Train on 6421.0 steps, validate on 1605.0 steps

Epoch 1/30

UnavailableError Traceback (most recent call last) in () 15 epochs=30, 16 callbacks=callbacks, ---> 17 verbose=1)

11 frames /usr/local/lib/python3.6/dist-packages/six.py in raise_from(value, from_value)

UnavailableError: channel is in state TRANSIENT_FAILURE Additional GRPC error information: {"created":"@1584561754.347859160","description":"channel is in state TRANSIENT_FAILURE","file":"external/grpc/src/core/ext/filters/client_channel/client_channel.cc","file_line":2294,"grpc_status":14} [Op:__inference_distributed_function_24182 channel is in state TRANSIENT_FAILURE","file":"external/grpc/src/core/ext/filters/client_channel/client_channel.cc","file_line":2294,"grpc_status":14} [Op:__inference_distributed_function_10577]

Any ideas how to fix? Looks like it's on Google's network end.

UPDATE:

Part of the solution is you should not install tensorflow2.1 with pip in the colab notebook - you should use in its own cell before "import tensorflow"

%tensorflow_version 2.x

This will change the TPU version from 1.15 to >=2.1

Now when I run the notebook I get more details:

Train for 6902.0 steps, validate for 1725.0 steps Epoch 1/30

1/6902 [..............................] - ETA: 20:04:55

NotFoundError Traceback (most recent call last) /usr/local/lib/python3.6/dist-packages/tensorflow_core/python/keras/engine/training_v2.py in on_epoch(self, epoch, mode) 766 try: --> 767 yield epoch_logs 768 finally:

18 frames NotFoundError: {{function_node __inference_distributed_function_20824}} No registered 'PyFunc' OpKernel for 'CPU' devices compatible with node {{node PyFunc}} . Registered:

 [[PyFunc]]
 [[MultiDeviceIteratorGetNextFromShard]]
 [[RemoteCall]]
 [[IteratorGetNextAsOptional]]

During handling of the above exception, another exception occurred:

KeyError Traceback (most recent call last) /usr/local/lib/python3.6/dist-packages/tensorflow_core/python/keras/callbacks.py in _get_file_path(self, epoch, logs) 1053 if not self.model._in_multi_worker_mode( 1054 ) or multi_worker_util.should_save_checkpoint(): -> 1055 return self.filepath.format(epoch=epoch + 1, **logs) 1056 else: 1057 # If this is multi-worker training, and this worker should not

KeyError: 'val_accuracy'

1

1 Answers

0
votes

TL/DR

You need to install a newer build that will execute the python function before sending it to the TPU. Load newer builds via

import requests
import os
url = 'http://' + os.environ['COLAB_TPU_ADDR'].split(':')[0] + ':8475/requestversion/2.2.0-dev20200311'
resp = requests.post(url)
print(resp)
%pip install tf-nightly==2.2.0-dev20200311

From https://github.com/tensorflow/tensorflow/issues/34346

When you use Dataset.from_generator (or pass a generator to Keras which will call it under the hood), the Dataset embeds the generator in a PyFunc op in its graph, and every time that op is invoked it calls next on the generator and gets the resultant bytes. (Basically treating Python as a black box.)

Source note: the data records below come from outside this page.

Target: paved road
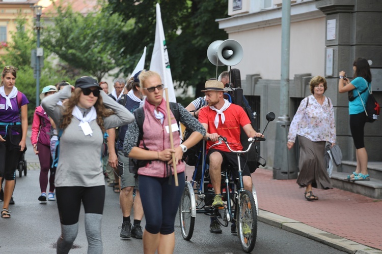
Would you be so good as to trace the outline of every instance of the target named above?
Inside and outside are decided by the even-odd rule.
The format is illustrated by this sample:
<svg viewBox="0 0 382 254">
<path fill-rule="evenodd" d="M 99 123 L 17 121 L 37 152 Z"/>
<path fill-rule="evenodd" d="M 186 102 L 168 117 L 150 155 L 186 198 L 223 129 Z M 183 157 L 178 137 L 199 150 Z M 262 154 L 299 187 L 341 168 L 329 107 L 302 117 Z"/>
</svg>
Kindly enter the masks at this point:
<svg viewBox="0 0 382 254">
<path fill-rule="evenodd" d="M 21 178 L 16 174 L 17 186 L 14 196 L 16 204 L 10 209 L 13 212 L 10 219 L 0 219 L 1 253 L 55 253 L 56 242 L 60 235 L 60 225 L 56 202 L 41 204 L 38 183 L 39 165 L 29 139 L 25 159 L 28 162 L 27 175 Z M 119 237 L 118 227 L 122 223 L 118 195 L 111 187 L 105 187 L 106 200 L 102 218 L 102 239 L 104 253 L 142 253 L 142 240 L 123 240 Z M 95 197 L 97 198 L 97 197 Z M 2 202 L 0 201 L 0 205 Z M 84 226 L 83 210 L 80 213 L 80 227 L 71 253 L 86 253 L 87 241 Z M 222 234 L 209 233 L 209 219 L 198 214 L 195 230 L 190 241 L 183 239 L 176 220 L 176 253 L 243 253 L 236 236 L 232 235 L 229 228 L 223 228 Z M 145 220 L 142 221 L 145 225 Z M 258 238 L 253 253 L 312 254 L 345 253 L 324 244 L 259 223 Z"/>
<path fill-rule="evenodd" d="M 16 204 L 11 206 L 10 219 L 0 219 L 0 253 L 49 253 L 56 251 L 55 243 L 60 233 L 60 223 L 56 202 L 41 204 L 38 185 L 39 171 L 30 164 L 26 176 L 17 177 L 14 194 Z M 118 227 L 122 223 L 118 195 L 111 187 L 105 187 L 106 201 L 102 219 L 104 253 L 142 253 L 142 240 L 122 240 Z M 97 198 L 97 197 L 95 197 Z M 236 236 L 229 228 L 223 233 L 210 234 L 209 218 L 198 214 L 194 236 L 189 241 L 183 239 L 176 220 L 176 245 L 174 253 L 242 253 Z M 142 222 L 145 225 L 144 220 Z M 83 210 L 80 214 L 80 227 L 75 241 L 77 248 L 71 253 L 86 253 L 87 242 L 84 226 Z M 302 236 L 259 223 L 258 240 L 254 253 L 344 253 Z"/>
</svg>

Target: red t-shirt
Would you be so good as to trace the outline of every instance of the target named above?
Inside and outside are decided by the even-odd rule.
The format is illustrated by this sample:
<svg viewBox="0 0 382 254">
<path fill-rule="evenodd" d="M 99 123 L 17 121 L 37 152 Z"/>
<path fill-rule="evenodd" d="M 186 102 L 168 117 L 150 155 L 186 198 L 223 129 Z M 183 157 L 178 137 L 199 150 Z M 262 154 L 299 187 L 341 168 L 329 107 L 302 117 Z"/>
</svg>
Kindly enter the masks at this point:
<svg viewBox="0 0 382 254">
<path fill-rule="evenodd" d="M 207 123 L 208 133 L 217 133 L 219 135 L 227 138 L 229 146 L 232 150 L 242 150 L 243 147 L 240 142 L 240 126 L 241 127 L 251 123 L 251 121 L 245 112 L 240 106 L 236 104 L 231 105 L 224 111 L 226 120 L 222 123 L 221 116 L 219 116 L 219 124 L 217 128 L 215 127 L 214 121 L 217 113 L 209 107 L 205 107 L 200 110 L 199 114 L 199 121 L 202 123 Z M 210 146 L 214 144 L 213 141 L 207 141 L 207 150 Z M 229 152 L 230 150 L 225 144 L 223 143 L 212 147 L 221 151 Z"/>
</svg>

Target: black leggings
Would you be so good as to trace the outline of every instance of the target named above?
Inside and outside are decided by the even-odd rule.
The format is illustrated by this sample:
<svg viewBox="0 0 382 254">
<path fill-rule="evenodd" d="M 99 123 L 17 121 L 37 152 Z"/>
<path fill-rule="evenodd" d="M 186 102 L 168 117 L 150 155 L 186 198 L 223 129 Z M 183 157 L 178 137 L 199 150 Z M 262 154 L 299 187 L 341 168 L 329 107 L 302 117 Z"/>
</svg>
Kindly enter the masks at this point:
<svg viewBox="0 0 382 254">
<path fill-rule="evenodd" d="M 350 115 L 350 125 L 351 137 L 353 138 L 356 149 L 365 147 L 364 143 L 364 128 L 366 122 L 366 114 L 364 112 Z"/>
<path fill-rule="evenodd" d="M 105 202 L 105 186 L 72 186 L 56 188 L 57 206 L 61 224 L 72 225 L 78 222 L 81 201 L 85 213 L 102 214 Z"/>
<path fill-rule="evenodd" d="M 151 234 L 169 235 L 174 232 L 178 207 L 184 189 L 184 172 L 178 174 L 179 186 L 175 178 L 169 184 L 169 177 L 139 176 L 139 192 L 146 218 L 145 229 Z"/>
<path fill-rule="evenodd" d="M 12 131 L 9 131 L 11 132 Z M 14 144 L 18 145 L 21 135 L 10 135 L 3 137 L 5 142 L 0 142 L 0 177 L 8 181 L 15 179 L 16 168 L 18 165 L 21 152 Z"/>
</svg>

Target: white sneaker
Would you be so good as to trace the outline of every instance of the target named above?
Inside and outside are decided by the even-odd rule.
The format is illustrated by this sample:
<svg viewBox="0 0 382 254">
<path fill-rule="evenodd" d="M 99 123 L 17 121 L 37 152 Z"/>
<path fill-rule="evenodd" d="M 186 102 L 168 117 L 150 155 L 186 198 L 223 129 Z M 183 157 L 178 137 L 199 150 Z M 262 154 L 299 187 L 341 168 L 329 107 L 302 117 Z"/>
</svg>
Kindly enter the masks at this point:
<svg viewBox="0 0 382 254">
<path fill-rule="evenodd" d="M 49 193 L 49 194 L 48 194 L 48 200 L 49 200 L 49 201 L 56 201 L 56 198 L 54 197 L 54 193 Z"/>
</svg>

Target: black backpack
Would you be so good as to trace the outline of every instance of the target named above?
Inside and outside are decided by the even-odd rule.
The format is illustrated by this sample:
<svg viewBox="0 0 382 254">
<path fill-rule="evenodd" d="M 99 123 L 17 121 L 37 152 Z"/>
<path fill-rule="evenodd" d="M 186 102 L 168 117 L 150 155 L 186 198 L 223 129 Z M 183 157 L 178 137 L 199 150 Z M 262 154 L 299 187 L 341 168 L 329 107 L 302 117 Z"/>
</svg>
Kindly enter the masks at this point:
<svg viewBox="0 0 382 254">
<path fill-rule="evenodd" d="M 179 106 L 177 103 L 175 102 L 170 103 L 170 109 L 171 110 L 171 112 L 173 112 L 176 122 L 179 125 L 179 119 L 180 118 L 180 114 L 179 113 Z M 143 108 L 141 107 L 134 110 L 133 112 L 134 117 L 135 118 L 135 121 L 137 121 L 137 124 L 138 125 L 138 128 L 139 129 L 139 136 L 138 136 L 138 141 L 137 142 L 137 146 L 139 146 L 139 143 L 141 142 L 141 140 L 143 141 L 143 148 L 145 150 L 148 150 L 149 149 L 146 147 L 145 144 L 145 140 L 143 140 L 143 122 L 145 121 L 145 111 L 143 110 Z M 147 164 L 151 164 L 151 161 L 148 160 L 135 160 L 130 158 L 129 165 L 129 171 L 130 173 L 133 174 L 137 174 L 138 172 L 138 169 L 140 168 L 146 166 Z"/>
</svg>

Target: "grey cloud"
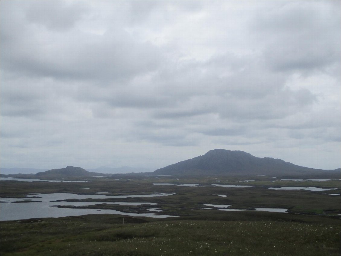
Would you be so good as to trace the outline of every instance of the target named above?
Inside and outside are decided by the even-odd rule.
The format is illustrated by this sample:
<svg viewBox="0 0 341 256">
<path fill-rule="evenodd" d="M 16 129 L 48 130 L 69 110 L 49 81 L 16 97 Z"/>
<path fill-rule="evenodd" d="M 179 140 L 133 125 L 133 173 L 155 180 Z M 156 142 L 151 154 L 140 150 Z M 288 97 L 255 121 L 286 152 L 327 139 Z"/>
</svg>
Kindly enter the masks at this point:
<svg viewBox="0 0 341 256">
<path fill-rule="evenodd" d="M 335 18 L 339 21 L 340 12 L 332 5 L 288 2 L 255 16 L 250 28 L 258 39 L 265 39 L 263 47 L 269 66 L 277 71 L 307 71 L 339 62 L 340 35 L 334 31 L 340 28 Z"/>
<path fill-rule="evenodd" d="M 29 22 L 48 29 L 63 30 L 73 27 L 86 12 L 84 5 L 59 1 L 30 2 L 26 17 Z"/>
</svg>

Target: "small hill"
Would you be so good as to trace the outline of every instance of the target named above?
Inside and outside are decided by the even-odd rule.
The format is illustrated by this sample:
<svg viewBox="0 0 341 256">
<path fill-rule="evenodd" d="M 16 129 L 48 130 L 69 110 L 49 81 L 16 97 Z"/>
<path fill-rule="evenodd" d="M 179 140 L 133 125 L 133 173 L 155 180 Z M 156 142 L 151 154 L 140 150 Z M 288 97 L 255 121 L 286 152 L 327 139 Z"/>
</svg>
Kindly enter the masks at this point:
<svg viewBox="0 0 341 256">
<path fill-rule="evenodd" d="M 280 159 L 261 158 L 246 152 L 223 149 L 210 150 L 199 156 L 158 169 L 156 175 L 210 175 L 340 176 L 340 169 L 326 171 L 296 165 Z"/>
<path fill-rule="evenodd" d="M 103 175 L 103 173 L 88 172 L 80 167 L 69 166 L 66 168 L 52 169 L 45 172 L 38 172 L 34 175 L 37 177 L 92 177 Z"/>
</svg>

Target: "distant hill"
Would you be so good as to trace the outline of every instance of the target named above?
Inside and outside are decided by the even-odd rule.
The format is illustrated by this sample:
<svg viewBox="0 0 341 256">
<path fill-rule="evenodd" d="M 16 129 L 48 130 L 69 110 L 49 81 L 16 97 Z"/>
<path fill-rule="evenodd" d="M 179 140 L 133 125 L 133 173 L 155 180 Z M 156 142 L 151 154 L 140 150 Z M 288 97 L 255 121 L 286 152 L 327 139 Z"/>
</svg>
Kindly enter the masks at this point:
<svg viewBox="0 0 341 256">
<path fill-rule="evenodd" d="M 296 165 L 280 159 L 260 158 L 241 151 L 210 150 L 199 156 L 158 169 L 157 175 L 302 175 L 328 174 L 340 176 L 340 169 L 325 170 Z"/>
<path fill-rule="evenodd" d="M 88 169 L 88 171 L 104 173 L 128 173 L 131 172 L 145 172 L 151 170 L 144 168 L 135 168 L 130 166 L 122 166 L 121 167 L 108 167 L 101 166 L 94 169 Z"/>
<path fill-rule="evenodd" d="M 34 176 L 38 178 L 44 177 L 92 177 L 103 175 L 103 173 L 88 172 L 80 167 L 72 166 L 60 169 L 52 169 L 45 172 L 38 172 Z"/>
<path fill-rule="evenodd" d="M 14 174 L 15 173 L 36 173 L 43 172 L 47 169 L 37 169 L 33 168 L 1 168 L 0 173 L 1 174 Z"/>
</svg>

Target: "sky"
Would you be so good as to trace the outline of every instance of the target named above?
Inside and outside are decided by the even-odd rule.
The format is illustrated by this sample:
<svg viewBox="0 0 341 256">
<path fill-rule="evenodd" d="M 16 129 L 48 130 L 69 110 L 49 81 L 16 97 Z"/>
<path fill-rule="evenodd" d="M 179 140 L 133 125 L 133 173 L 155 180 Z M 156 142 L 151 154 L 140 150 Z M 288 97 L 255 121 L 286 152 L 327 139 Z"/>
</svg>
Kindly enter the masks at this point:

When everything is running on the same machine this is fine, but the trouble is that the ways TPUs work is that there is a separate machine controlling the TPU (called, imaginatively, the TPU host controller. ^^), and you run things on the TPU by sending it a TensorFlow graph to execute. So the graph containing that PyFunc gets sent to the TPU, and the TPU can't execute it because there is no Python on the TPU host machine. (And even if there was, it wouldn't be the same interpreter with the same state as your local machine.) So it fails by telling you it can't execute the PyFunc op, but not in a very clear way unfortunately.